The Federal Government has confirmed its intent to implement “tranche two” reforms, extending the Anti-Money Laundering and Counter-Terrorism Financing Act 2006 to designated non-financial businesses and professionals, including real estate agents.
This marks a significant regulatory shift. Agencies will be required to implement formal systems for customer due diligence, transaction monitoring, and reporting suspicious activity.
Ray White is preparing early. This article outlines what’s changing, why it matters, and how our network will respond with clarity, capability, and confidence.
Overview of the 2026 AML Law Reforms
From 1 July 2026, real estate professionals will be formally regulated under Australia’s AML/CTF legislation.
Agents, buyers’ agents, and developers will be required to enrol with AUSTRAC, implement a compliant AML/CTF program, appoint a compliance officer, verify client identities, monitor transactions, report suspicious activity, and retain records for seven years. These are enforceable legal obligations, not optional guidelines.
Six key requirements for Australian real estate agents
From 1 July 2026, real estate professionals will face mandatory anti-money laundering obligations under federal law. Here are six key requirements every agent needs to prepare for:
Enrol and register with AUSTRAC
This is scheduled to start from 31 March and you must be registered before 1 July 2026.
Develop and maintain an AML/CTF program
Create a documented, risk-based program that controls and mitigates the AML risks relevant to your business.
Customer due diligence
From 1 July 2026, sales agents must verify the identity of vendors before providing estate agency services (and potentially buyers - AUSTRAC is currently reviewing principles around ‘deferred due diligence’ and sharing of verification information between agents and lawyers/conveyancers). Buyer’s agents will need to verify the identity of their purchasers.
Ongoing customer due diligence
Continue to assess and monitor customer risk throughout the relationship.
Reporting suspicious activity
Report any suspicious transactions or behaviours to AUSTRAC and submit an annual compliance report.
Record keeping
Retain records relating to customer verification and compliance activities for at least seven years.
What you need to do to prepare for July 2026
Here’s what you can do now to get ahead:
Appoint a compliance officer
Think about who you want to nominate to be your compliance officer - it might be a senior team member or you could take the role yourself if you’re a business owner. Larger business owners may want to consider engaging a person with prior expertise.
Start to understand your obligations
Know what’s required and how it applies to your role in property transactions. Ray White will provide further training and tools.

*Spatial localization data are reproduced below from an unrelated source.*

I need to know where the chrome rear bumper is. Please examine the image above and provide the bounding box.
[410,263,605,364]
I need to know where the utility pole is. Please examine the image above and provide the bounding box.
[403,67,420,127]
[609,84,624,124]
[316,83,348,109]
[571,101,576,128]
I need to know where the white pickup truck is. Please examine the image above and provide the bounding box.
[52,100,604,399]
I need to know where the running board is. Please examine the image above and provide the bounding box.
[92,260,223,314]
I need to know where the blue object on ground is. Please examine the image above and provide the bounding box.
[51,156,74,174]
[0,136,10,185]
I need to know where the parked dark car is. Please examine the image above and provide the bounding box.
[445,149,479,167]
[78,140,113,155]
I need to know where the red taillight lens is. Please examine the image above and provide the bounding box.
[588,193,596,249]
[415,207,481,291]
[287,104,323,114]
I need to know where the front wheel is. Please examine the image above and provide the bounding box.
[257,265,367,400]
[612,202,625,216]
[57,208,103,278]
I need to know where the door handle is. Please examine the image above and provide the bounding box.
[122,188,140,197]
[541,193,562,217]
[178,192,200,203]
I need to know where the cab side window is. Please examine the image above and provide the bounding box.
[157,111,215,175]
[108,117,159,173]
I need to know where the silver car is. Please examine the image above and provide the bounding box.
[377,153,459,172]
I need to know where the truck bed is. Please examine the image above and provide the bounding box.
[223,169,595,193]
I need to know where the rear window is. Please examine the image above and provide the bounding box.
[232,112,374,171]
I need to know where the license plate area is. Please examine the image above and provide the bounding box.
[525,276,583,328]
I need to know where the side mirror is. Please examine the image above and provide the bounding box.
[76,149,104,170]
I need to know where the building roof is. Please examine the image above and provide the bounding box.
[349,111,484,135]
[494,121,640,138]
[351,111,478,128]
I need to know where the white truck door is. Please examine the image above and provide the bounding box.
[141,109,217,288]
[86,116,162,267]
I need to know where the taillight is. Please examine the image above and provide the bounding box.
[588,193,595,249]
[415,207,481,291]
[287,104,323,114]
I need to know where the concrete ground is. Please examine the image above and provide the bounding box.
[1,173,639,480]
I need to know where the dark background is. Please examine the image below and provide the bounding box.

Diarise to enrol with AUSTRAC
You’ll need to register between 31 March and 30 June 2026.
Team training
Let your staff know what’s coming. Ray White and the AML platforms we partner with will help you roll out key messaging and learning.
Plan to build an AML/CTF program.
Begin thinking about how your business will structure and manage compliance. Resources and templates will follow, but your planning can start now - this will likely include AUSTRAC providing a ‘starter kit’ for small businesses that will include template AML risk assessments and compliance programs.
Get your records and systems right
Ensure you can store and access required documents securely for seven years - the AML platforms we will partner with will provide this functionality.
Stay up to date
Make sure you are reading the AML updates from Ray White corporate and doing the training available.
Third-party AML providers
We will likely partner with 2 or 3 AML providers so that they can provide our business owners with the tools they need to manage the six steps highlighted above. Our network needs to wait for further information before signing up with AML providers to ensure we complete our due diligence.